New age-reversing technologies promise one day to allow humans to live healthily for decades longer, and these therapies could save the U.S. alone trillions of dollars in retroactive measures like retirement pensions and Alzheimer’s care. Aging drugs could be a much-needed response to our demographic crisis, as the U.S. is expected to spend half its federal budget every year on adults aged 65 and older by 2029.

But could older (and healthier) adults holding on to positions of power for longer result in a fiasco for moral, political and technological progress? Would radical life extension lead, as Elon Musk predicts, to less innovation? Is human death a driver of progress or a technical problem, to be solved?  

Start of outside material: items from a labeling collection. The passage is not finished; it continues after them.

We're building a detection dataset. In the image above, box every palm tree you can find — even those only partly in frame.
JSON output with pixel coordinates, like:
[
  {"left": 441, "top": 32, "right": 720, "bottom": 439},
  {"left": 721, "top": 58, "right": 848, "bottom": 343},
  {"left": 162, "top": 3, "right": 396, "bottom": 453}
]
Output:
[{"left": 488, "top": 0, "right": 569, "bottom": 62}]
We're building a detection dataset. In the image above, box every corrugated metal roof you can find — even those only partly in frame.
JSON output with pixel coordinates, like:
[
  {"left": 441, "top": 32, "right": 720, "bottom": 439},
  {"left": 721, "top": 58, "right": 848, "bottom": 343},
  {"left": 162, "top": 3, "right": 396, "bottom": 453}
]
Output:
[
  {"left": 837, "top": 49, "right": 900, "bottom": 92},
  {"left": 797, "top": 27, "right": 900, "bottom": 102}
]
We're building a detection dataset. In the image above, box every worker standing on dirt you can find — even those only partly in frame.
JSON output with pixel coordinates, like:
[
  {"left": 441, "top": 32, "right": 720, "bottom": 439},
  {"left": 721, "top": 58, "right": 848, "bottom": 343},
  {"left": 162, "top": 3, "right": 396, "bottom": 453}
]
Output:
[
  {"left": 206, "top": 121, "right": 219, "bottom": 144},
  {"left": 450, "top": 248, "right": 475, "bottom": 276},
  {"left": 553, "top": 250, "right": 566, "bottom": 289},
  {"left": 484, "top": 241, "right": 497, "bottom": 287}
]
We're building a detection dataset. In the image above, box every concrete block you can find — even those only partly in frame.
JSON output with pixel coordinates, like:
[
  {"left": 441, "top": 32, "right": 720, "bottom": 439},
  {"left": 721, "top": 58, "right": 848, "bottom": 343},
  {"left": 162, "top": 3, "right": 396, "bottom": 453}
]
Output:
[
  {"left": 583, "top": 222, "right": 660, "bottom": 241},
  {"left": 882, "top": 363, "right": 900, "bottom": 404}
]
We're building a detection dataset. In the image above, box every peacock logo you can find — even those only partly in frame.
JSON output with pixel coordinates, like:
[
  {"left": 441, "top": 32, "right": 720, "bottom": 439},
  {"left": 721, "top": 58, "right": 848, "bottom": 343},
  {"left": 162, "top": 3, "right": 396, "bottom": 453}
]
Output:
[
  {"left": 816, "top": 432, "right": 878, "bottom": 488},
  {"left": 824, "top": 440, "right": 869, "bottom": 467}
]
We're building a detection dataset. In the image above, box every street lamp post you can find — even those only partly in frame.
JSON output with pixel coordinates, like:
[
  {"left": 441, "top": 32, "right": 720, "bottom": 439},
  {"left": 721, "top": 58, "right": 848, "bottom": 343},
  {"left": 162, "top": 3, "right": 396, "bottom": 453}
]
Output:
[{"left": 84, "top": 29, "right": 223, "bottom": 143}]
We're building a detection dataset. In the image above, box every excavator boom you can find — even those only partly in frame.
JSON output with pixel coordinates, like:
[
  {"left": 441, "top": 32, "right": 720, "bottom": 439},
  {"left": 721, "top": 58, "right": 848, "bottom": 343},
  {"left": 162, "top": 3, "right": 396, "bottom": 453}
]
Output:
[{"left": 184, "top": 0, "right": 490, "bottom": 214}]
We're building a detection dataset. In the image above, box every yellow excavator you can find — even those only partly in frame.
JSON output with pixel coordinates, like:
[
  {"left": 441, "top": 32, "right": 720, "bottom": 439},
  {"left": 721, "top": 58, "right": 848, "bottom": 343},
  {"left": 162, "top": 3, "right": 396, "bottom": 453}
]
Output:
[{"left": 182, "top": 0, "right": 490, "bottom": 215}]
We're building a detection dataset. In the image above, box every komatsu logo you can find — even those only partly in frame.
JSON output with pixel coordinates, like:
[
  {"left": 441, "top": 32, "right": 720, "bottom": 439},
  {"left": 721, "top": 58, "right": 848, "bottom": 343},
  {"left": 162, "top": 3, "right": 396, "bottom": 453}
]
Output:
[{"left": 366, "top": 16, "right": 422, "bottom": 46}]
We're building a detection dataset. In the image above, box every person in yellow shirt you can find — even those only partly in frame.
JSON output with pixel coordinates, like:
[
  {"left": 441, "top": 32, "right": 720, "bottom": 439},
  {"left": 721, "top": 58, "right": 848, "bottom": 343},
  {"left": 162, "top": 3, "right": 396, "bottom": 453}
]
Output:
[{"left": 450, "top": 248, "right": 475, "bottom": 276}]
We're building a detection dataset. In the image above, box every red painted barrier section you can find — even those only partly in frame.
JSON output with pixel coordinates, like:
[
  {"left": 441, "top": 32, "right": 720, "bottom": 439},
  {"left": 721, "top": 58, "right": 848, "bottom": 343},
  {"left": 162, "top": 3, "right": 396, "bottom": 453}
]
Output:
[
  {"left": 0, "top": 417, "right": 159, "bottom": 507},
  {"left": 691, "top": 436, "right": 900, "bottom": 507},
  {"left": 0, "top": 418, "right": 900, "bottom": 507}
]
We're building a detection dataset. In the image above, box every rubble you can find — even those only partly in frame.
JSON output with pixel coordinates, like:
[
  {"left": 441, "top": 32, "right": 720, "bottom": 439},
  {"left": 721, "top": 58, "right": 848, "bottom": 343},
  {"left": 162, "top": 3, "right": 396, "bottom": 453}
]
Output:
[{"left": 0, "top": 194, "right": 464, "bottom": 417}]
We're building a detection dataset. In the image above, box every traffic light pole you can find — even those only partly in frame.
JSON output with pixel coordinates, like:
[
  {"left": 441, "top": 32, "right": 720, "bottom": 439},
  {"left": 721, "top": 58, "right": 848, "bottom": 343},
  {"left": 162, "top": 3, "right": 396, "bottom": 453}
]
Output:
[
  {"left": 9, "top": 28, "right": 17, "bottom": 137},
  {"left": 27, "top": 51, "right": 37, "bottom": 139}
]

The fact is that Queen Elizabeth’s (or anyone else’s) funeral will not magically ensure moral or ideological progress. Yes, the queen’s death means new UK cash notes and coins will no longer feature her face, but King Charles’s, and the UK national anthem will be updated.

Similarly, when Vladimir Putin or Kim Jong-un pass away, administrative changes will be bountiful. But Russia will still carry the historical legacy of Russia and go on to be led by a president handpicked by the current president himself. And North Korea will likely be ruled by a healthier Jong-un.   


By and large, change occurs when living – not dead – people spur it. Progress isn’t a mystical, dialectical or predetermined process, which wondrously unfolds as soon as burials take place. Progress is the result of the hard work and actions of innovative, living thinkers — like Vitalik Buterin, who co-founded the decentralized blockchain Ethereum at 23 years old, and like Henry Ford, who created the Model T (the world’s first affordable car) at 45. It’s the product of young revolutionaries, like Greta Thunberg, and of older tycoons, like Elon Musk himself.   

Progress happens not one funeral, but one healthy, living human at a time. It is not up to the allegorical workings of death, but to each living human to advance our ethics, our politics and our technologies. To reject the development of life-extending therapies on the basis that ill-meaning actors or regimes may live on is as rational as it is to oppose treatments for Alzheimer’s, fearing we may end up with non-demented autocrats.   

Life, I suggest, is the single best (and most progress-furthering) invention of life. Anything wrong with the governments of Russia, North Korea, the United Kingdom or the United States would hardly be remedied by the sustained existence of cancers, diabetes, Alzheimer’s or heart diseases. In fact, the diseases of aging and their effects take up so much of our federal budgets (making up over two-thirds of all funerals) that death, as it exists today, ought to be understood as the very antithesis of progress.